With the rise in popularity of VPNs, in general, there has also been a rise in fake VPNs. These are services that say they provide a VPN service but are actually just fooling their customers while they make a quick buck.

Internet Security

Getting suckered in by a fake VPN that you paid for is bad, but falling for a fake free VPN can be worse since they might also include all of the other bad stuff we talked about in this article. All while not actually providing VPN protection. Do check our guide on how to spot a fake VPN to reduce the chance of falling for those fake services.

What Do Experts Say?

These problems only represent the tip of the iceberg when it comes to free VPN services. A study by CSIRO looked at 283 Android VPN apps. They checked these apps for all sorts of funny business and the results are actually pretty shocking.

For example, the study found that 75% used tracking libraries. About 82% of them request access permission to device information that’s irrelevant to the app’s function. You can go back to the original study linked above and read the gory details at your own leisure.

The Bottom Line - You Get What You Pay For!

We know it might be a hard pill to swallow, but you know the answer. It’s better to pony up a few bucks a month and know that you aren’t being ripped off indirectly. There are plenty of affordable VPN services out there that you can use with full confidence. Read any of our many VPN reviews if you need help finding the right one.

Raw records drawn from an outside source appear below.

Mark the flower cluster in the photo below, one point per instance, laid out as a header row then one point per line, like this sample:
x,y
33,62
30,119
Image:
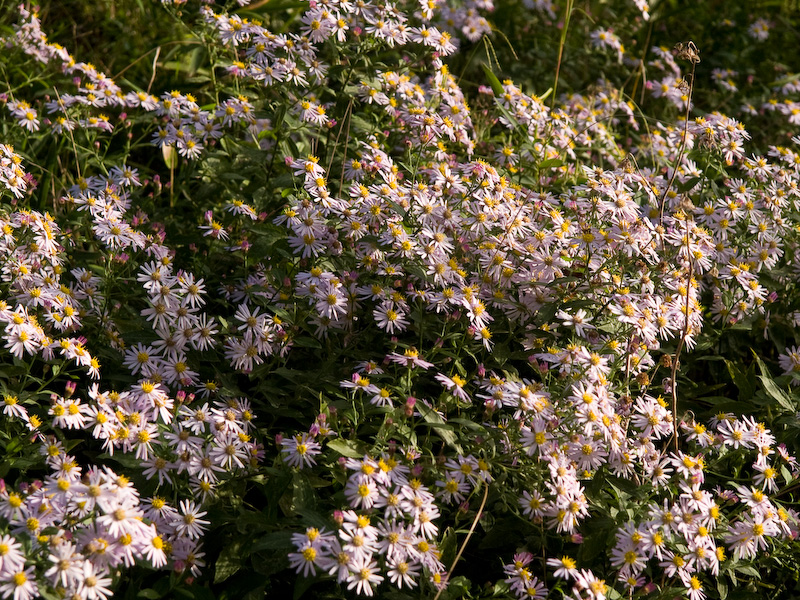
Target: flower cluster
x,y
484,304
388,532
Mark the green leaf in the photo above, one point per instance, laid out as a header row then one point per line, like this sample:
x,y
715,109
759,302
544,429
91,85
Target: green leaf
x,y
347,448
772,389
443,429
497,87
280,540
228,563
170,154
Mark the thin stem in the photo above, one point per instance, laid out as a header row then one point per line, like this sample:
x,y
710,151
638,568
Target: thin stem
x,y
466,540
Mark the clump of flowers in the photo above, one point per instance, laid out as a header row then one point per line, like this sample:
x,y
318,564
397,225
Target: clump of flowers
x,y
393,326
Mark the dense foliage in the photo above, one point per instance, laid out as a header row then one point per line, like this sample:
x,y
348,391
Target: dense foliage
x,y
418,299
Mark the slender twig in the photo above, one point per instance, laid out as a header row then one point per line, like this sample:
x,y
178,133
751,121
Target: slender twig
x,y
155,62
466,540
685,135
561,50
682,341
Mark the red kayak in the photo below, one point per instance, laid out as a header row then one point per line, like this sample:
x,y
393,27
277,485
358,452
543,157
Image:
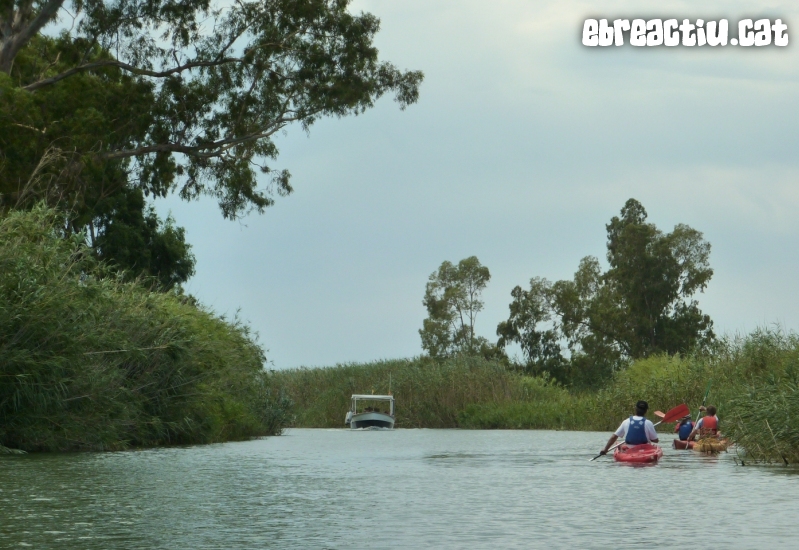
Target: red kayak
x,y
707,445
639,454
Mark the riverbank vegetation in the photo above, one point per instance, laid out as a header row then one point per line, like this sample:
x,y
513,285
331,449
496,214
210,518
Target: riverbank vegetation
x,y
90,361
753,381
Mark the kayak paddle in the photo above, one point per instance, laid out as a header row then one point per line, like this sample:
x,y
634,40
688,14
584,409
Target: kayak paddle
x,y
677,412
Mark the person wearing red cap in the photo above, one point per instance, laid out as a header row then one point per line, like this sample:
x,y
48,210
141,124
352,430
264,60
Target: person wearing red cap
x,y
707,426
635,430
684,427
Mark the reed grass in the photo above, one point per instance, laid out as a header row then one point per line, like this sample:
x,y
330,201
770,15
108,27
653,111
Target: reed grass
x,y
89,362
753,379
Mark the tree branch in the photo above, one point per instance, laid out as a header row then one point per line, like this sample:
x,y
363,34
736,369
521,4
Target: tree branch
x,y
127,67
22,31
208,150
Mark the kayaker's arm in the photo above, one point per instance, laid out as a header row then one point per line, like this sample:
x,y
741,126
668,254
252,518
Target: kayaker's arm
x,y
609,444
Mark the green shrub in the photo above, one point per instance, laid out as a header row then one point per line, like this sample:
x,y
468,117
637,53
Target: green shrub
x,y
88,361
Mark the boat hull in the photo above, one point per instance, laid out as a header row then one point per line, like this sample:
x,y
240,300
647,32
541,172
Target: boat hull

We can recommend one right away. ExpressVPN is one of the best services we’ve ever used. It’s certainly the perfect VPN for the widest range of users. So why not sign up today and experience premium VPN service for yourself?

Final Thoughts

So, are free VPNs safe? Even if you agree on certain compromises, the chances are that your data won't be safe. The best case scenario is to see your data being sold to advertisers. And this is only where potential problems start to unfold. So do yourself a favor and go for a premium-priced VPN.